Dans les propositions déposées par la CGT le 14 décembre 2006 à l’ouverture de la conférence sur l’emploi et les revenus on peut lire que « compte tenu de la période (…) la CGT avance cinq propositions concrètes et immédiates. » Depuis quand l’agenda de la lutte de classe doit s’incliner devant l’agenda électoral et décider unilatéralement la trêve sociale ?

Bernard Thibault salue cette conférence comme « un événement » attendu « avec impatience. » Depuis il a bien été obligé de se rendre à l’évidence en déclarant le 15 décembre avec une pointe de regret : « C’est une mise en scène. On ne peut pas parler de concertation durant cette journée. » (http://www.cgt.fr)

Mais il restera que dans les propositions de la CGT on trouve des perles comme l’acceptation, certes sous conditions, du principe des exonérations de la part « patronale » des cotisations sociales, or tout un chacun sait que ces dernières sont la cause principale du déficit de la Sécurité sociale. D’autre part, dans l’intervention de Bernard Thibault le 14 décembre on trouve également l’approbation du contenu du rapport Delors. Certes les données chiffrées qui y figurent sont réelles, mais elles sont présentées au travers du prisme du capital, c’est-à-dire le cadre dans lequel le futur gouvernement sorti des urnes en 2007 devra inscrire sa politique sociale.

L’histoire n’a pas dit son dernier mot

Si le 24 octobre 2006 Bernard Thibault déclarait que « la CGT n’a pas intérêt à jouer la chaise vide » dans les ateliers mis en place par le MEDEF, le 2 novembre 2006 la CGT rectifiait le tir en affirmant : « La CGT ne sera pas co-organisatrice de la délibération sociale du MEDEF. » Cette contradiction indique que la position confédérale ne passe si facilement chez les syndiqués et les responsables syndicaux, ceux-là même qui avaient battu la direction sur le vote non au traité constitutionnel européen.
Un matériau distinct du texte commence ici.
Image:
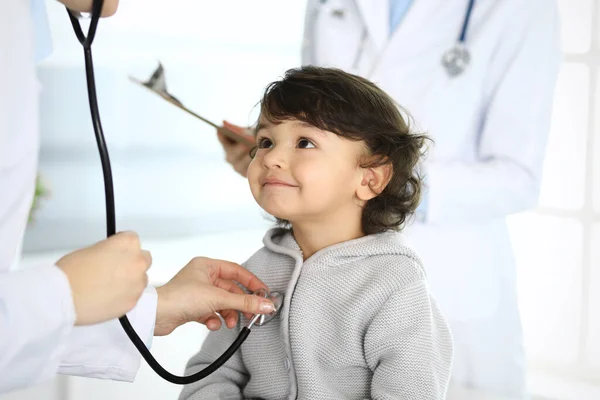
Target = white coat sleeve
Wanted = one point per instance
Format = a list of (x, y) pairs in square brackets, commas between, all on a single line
[(104, 350), (36, 318), (38, 338), (506, 176)]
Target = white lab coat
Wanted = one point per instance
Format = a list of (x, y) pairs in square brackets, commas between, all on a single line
[(490, 126), (37, 337)]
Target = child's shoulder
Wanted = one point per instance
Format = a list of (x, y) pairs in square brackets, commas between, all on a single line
[(398, 265)]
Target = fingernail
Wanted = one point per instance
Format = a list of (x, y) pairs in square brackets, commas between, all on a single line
[(266, 307)]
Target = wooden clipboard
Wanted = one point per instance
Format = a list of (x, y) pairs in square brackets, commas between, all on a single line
[(157, 84)]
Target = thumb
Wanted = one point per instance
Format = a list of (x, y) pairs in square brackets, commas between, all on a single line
[(246, 303)]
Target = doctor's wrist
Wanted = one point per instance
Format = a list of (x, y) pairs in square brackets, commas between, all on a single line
[(167, 316)]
Il devient urgent pour les travailleurs que la résistance à la politique d’adaptation au capitalisme mondialisé passe du stade de l’expression à celui de l’organisation. Un des aspects fondamentaux de cette transition est le combat contre toute forme d’intégration des syndicats à la gouvernance pour parler comme les experts de la bourgeoisie. Ce concept à la mode est présenté comme une méthode de régulation, « un processus de coordination d’acteurs, de groupes sociaux, d’institutions, pour atteindre des buts propres discutés et définis collectivement dans des environnements fragmentés et incertains » (Arnaldo Bagnasco et Patrick Le Galès dans Les villes européennes comme société et comme acteur). Traduit en langage de la classe ouvrière cela donne : masquer les responsabilités du pouvoir pour mieux faciliter la collaboration de classe.

Et puisqu’il arrive à la direction confédérale de la CGT d’évoquer la Charte d’Amiens adoptée en 1906, rappelons qu’elle fonde l’action de la CGT sur « la lutte à mener pour la disparition du salariat et du patronat. » Et qu’elle définit ainsi l’action syndicale : « Dans l’œuvre revendicative quotidienne, le syndicat poursuit la coordination des efforts ouvriers, l’accroissement du mieux-être des travailleurs par la réalisation d’améliorations immédiates, telles que la diminution des heures de travail, l’augmentation des salaires, etc. Mais cette besogne n’est qu’un côté de l’œuvre du syndicalisme : il prépare l’émancipation intégrale qui ne peut se réaliser que par l’expropriation capitaliste. » Finalement cela pourrait servir de base pour le regroupement des militants qui s’opposent au cours actuel des choses.